It's true there is plenty of drama (if you like it like I seem to) in our lives these couple of years.
But the things that are happening to us and to our bodies are less about the years and much more about the choices we made as we got here. and I'm thinking ...
would i have it any different now?
would I wish it to be easier...yes, physically easier. And I make that happen or not depending on the choices I have made since I told my mother (erroneously, as it turned out) that I could take care of myself.
BTW: I now offer tips -
But would I have listened to a 'me' from the future? or a chance meeting at IHOP? or something. probably not.
(just and aside: there is no - not one - comfortable place to sit and read...or type on a computer! just saying)
What I'm pushing against right now, is how 'aging' is a condition now.
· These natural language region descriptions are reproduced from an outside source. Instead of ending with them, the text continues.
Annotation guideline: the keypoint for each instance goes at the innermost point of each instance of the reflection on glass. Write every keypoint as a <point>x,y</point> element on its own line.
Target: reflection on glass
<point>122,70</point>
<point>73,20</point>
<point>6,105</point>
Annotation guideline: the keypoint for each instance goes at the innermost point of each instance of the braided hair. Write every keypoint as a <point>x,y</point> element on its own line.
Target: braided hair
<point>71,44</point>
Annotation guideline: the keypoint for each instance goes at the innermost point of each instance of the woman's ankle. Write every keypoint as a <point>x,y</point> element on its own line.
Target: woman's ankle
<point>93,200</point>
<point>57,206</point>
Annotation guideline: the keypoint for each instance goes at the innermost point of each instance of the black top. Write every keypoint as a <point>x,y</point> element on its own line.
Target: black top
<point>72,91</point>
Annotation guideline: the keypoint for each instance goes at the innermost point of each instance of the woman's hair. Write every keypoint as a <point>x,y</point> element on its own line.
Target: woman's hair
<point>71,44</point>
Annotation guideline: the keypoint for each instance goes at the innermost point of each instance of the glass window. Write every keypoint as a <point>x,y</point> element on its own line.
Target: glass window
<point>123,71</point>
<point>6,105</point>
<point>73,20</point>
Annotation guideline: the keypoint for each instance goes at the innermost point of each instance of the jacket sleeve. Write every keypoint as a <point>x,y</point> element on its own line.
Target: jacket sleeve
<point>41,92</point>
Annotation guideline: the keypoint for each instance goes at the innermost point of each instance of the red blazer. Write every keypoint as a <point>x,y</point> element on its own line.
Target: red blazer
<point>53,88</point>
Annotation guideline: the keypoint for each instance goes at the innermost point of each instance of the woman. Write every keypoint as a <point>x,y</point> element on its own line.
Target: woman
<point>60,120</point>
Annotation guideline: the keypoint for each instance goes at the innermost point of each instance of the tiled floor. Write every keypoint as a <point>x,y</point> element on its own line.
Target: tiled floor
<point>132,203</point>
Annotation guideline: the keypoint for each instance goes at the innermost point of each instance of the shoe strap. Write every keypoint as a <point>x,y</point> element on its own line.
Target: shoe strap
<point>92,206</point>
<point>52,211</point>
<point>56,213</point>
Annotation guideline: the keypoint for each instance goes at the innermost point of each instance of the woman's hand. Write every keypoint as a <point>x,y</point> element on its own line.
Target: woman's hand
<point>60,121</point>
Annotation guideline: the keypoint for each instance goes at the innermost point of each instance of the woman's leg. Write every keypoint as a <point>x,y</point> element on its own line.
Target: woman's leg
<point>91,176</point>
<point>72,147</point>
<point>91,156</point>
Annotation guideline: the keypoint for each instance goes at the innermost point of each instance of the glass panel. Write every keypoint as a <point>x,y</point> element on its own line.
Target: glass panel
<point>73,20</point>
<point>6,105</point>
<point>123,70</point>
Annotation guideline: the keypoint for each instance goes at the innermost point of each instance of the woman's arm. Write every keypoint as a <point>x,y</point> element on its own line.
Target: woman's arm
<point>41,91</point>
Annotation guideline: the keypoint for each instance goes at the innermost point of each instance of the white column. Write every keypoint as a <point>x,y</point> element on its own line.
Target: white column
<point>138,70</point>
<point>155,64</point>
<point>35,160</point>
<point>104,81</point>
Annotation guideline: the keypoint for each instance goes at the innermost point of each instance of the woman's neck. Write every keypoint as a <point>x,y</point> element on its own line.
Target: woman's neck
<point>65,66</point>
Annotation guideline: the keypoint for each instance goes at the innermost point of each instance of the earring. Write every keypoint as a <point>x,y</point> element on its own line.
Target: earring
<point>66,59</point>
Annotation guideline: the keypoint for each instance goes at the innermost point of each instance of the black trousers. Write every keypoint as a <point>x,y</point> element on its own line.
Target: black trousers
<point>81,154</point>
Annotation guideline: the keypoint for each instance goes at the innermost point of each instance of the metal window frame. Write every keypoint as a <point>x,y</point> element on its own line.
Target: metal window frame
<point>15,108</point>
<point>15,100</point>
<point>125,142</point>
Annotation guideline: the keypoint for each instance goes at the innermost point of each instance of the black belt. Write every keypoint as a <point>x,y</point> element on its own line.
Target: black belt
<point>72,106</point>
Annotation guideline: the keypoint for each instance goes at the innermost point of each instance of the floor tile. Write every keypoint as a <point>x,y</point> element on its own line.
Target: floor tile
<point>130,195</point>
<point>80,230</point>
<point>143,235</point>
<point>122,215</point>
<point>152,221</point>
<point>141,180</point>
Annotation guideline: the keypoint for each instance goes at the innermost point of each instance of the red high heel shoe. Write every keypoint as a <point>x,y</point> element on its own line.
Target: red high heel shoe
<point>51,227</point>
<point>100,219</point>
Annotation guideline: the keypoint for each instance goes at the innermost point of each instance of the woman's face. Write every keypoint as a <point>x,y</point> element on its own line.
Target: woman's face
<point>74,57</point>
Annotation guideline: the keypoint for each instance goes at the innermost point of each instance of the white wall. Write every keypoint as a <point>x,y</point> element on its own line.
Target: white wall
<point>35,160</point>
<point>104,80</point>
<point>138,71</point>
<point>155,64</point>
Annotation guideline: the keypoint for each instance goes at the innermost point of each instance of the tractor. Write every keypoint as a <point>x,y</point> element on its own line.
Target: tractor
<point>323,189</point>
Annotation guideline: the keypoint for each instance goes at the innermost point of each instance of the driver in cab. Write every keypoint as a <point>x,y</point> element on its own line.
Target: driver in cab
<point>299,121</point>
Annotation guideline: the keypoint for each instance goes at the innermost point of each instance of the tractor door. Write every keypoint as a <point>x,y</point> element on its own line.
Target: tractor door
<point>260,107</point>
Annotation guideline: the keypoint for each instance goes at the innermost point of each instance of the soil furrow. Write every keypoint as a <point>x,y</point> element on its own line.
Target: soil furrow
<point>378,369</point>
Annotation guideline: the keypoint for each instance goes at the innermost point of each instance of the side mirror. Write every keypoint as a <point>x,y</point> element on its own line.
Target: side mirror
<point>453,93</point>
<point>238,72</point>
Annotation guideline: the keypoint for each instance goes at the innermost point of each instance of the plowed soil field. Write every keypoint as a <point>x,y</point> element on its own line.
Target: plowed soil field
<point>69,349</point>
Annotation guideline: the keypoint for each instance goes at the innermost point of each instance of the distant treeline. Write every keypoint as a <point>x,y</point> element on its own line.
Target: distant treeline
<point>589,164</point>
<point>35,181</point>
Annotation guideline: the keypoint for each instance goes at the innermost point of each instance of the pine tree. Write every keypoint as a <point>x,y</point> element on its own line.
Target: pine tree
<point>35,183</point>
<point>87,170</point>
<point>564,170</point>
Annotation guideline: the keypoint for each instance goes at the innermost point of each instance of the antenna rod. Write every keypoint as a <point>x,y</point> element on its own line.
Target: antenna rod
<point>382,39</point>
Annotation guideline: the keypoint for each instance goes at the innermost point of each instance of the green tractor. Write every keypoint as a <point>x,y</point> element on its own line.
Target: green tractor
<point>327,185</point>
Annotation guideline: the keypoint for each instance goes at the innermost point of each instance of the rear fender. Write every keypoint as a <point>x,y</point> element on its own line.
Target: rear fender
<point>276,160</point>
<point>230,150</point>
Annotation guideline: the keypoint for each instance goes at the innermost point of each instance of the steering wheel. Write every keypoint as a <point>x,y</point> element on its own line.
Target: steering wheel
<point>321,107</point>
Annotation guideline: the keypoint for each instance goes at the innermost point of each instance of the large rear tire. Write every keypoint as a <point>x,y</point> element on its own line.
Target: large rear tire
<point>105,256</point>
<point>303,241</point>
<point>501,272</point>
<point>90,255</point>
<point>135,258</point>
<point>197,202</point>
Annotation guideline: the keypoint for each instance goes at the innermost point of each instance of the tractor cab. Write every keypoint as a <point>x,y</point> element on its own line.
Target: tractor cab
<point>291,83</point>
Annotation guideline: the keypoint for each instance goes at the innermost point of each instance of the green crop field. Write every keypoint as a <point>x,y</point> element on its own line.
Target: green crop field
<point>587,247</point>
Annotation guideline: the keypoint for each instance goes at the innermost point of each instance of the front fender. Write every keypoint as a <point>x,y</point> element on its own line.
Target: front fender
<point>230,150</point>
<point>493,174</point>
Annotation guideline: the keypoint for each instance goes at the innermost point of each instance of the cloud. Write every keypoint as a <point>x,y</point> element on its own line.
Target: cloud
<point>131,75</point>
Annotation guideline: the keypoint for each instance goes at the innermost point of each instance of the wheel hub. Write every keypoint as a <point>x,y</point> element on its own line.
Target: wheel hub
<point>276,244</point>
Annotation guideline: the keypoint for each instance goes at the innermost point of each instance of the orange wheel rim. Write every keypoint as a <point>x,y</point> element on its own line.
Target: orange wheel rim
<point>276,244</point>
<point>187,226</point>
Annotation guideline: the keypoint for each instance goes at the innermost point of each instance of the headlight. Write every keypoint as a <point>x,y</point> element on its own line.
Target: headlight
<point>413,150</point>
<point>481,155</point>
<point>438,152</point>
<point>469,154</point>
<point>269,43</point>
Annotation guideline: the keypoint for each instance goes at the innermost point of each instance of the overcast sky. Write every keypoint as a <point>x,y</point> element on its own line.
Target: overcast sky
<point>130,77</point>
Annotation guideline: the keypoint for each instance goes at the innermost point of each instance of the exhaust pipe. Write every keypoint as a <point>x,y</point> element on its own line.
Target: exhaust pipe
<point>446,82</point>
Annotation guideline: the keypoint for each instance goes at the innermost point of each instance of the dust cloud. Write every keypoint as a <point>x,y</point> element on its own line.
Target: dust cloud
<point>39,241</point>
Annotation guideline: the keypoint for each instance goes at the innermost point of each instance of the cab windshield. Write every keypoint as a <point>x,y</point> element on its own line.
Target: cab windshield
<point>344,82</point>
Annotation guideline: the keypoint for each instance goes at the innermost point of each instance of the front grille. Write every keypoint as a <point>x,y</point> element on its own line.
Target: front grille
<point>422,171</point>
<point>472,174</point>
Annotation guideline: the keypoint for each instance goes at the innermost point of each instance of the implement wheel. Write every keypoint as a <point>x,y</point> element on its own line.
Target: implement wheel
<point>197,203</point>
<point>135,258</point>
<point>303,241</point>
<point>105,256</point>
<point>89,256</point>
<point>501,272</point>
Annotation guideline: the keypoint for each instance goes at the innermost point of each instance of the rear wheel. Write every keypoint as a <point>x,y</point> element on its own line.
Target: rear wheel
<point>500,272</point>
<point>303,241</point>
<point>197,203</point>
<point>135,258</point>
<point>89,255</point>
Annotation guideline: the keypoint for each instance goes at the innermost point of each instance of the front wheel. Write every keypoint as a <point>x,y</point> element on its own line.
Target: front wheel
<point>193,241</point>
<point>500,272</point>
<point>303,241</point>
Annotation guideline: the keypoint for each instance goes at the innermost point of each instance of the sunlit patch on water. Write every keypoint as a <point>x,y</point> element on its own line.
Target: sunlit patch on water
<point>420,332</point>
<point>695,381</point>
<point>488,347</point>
As in,
Yeah, I'm doing ok..I just have Aging, you know, and now they're telling me it might be terminal ! sigh...
It's in the language of the health professionals, too. Such a shame...I'm thinking.
I like the knowledge that I have the capacity to choose something different. I still lack faith in my ability to self-discipline. Doubt rears...
and I know I'm choosing when I choose not to change, ...yet.
And then I chuckle, and go stir the leftover mac & cheese, and close this tonight and read my funny detective story. sweet dreams kiddies.